Youths on The Loose Cannon had been known to come here on their own accord, taking controlled floats off this very docking platform in hopes of impressing their friends. For cycles the ship had been slowly populated in orbit of Throxum, citizenry from throughout its system and neighboring regions coming to board and sleep. In that time of preparation there’d been young lives lost, right here, which caused great stir amongst its populace.
Ruth could see their memorial plates fastened to the hull just beside the door.
There was then a series of pitch-escalating clicks, accompanied by a hiss near the entryway which radiated such intense vibrations of hatred; he’d figured something out, and would be upon Ruth shortly.
She found some force of spirit to trust at that moment, and slipped her torso back even further, down past the edge, allowing her bodies weight to hang as vertically as it could under the suit’s gravity-orienting, gimble controlled balancing mechanisms thrown so out-of-whack.
Ruth was far beyond her comfort zone, understanding herself quite lost to the proper management of technology in this situation, and was simply praying she’d gotten this right.
Aramis was screaming again.
There was a howling rush which began to reverberate through the hangar floor, Ruth’s suit-gloves, and into her hands. The door was opening — atmosphere beginning to vent furiously from within.
Ruth was frozen, some smallest part of her realizing quite immediately that she’d not need to make this descent, yet discovering her mind still urging downward in fear of this violence which would never come. So worried of this man and what he’d do, all he was capable, she’d not accepted the writing on the wall.
He was defeated, and he’d made the greatest mistake in following her here. That monster steering him hadn’t paid enough care to utilize the knowledge within this man it stole its way into, and led him to doom.
Ruth’s eyes alone were now peering over the lip of that edge, left leg bent into a gentlest curl from her foothold found, right leg dangling wildly in search of another. It was here she found herself witnessing the final moments of Aramis’ forsaken life.
This man’s face held a look of anger, confusion, unknowing at what was happening. The devil released its hold the very moment it pushed him past all hope to save himself, now ejected beside the oxygen and unsecured junk which had been in that causeway with him. As he’d flung past Ruth, end over end, it seemed to happen in slow motion.
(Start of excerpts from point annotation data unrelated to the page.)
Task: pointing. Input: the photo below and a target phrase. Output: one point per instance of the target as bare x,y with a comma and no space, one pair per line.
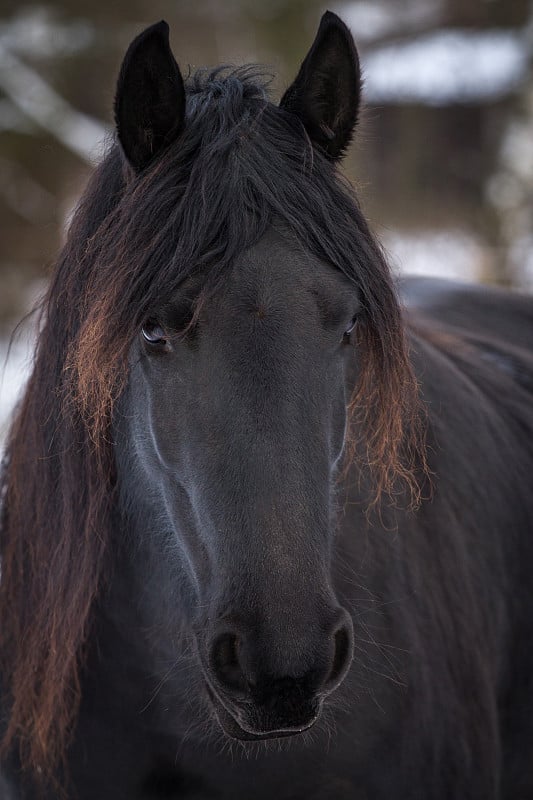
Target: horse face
242,429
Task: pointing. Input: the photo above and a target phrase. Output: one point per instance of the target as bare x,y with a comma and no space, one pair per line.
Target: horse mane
240,164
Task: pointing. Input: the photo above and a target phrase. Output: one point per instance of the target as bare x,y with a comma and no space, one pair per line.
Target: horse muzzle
253,700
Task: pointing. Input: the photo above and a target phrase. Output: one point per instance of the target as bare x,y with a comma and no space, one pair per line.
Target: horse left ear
327,90
150,98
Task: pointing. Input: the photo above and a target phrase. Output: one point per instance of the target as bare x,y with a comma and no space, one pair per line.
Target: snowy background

Pain would be found in her heart for that man who’d only awoken now, too late, tumbling to a most certain demise.
Throwing her body back atop the ledge in those seconds after he’d blown past, remaining flat in fear some viscera from this depressurized compartment of The Loose Cannon would still been making its way towards her, Ruth was only grateful.
She had no business scaling the outer edge of this hangar’s vertical decking. To be allowed a chance at avoiding that cruelest fate of her own tortured fears, blessed with survival from the wrath of that man who’d have done her such harm, it brought her to tears.
Clinging to this newfound light of hope, allowing herself to be happy for a briefest moment of illusion, Ruth refused to let herself think about it for some time, making a conscious choice to avoid acknowledging the latent fear so ready to spoil her much needed relief.
The Hellrath was still here, its tethers holding The Loose Cannon in their grasp. That Captain she felt so deeply; the devil, would still be coming for her people.
There was no place for Ruth to feel release from tension in reality. With Cora having gone to die like a fool, leaving her alone, there was only one person left on this ship who could save it; herself.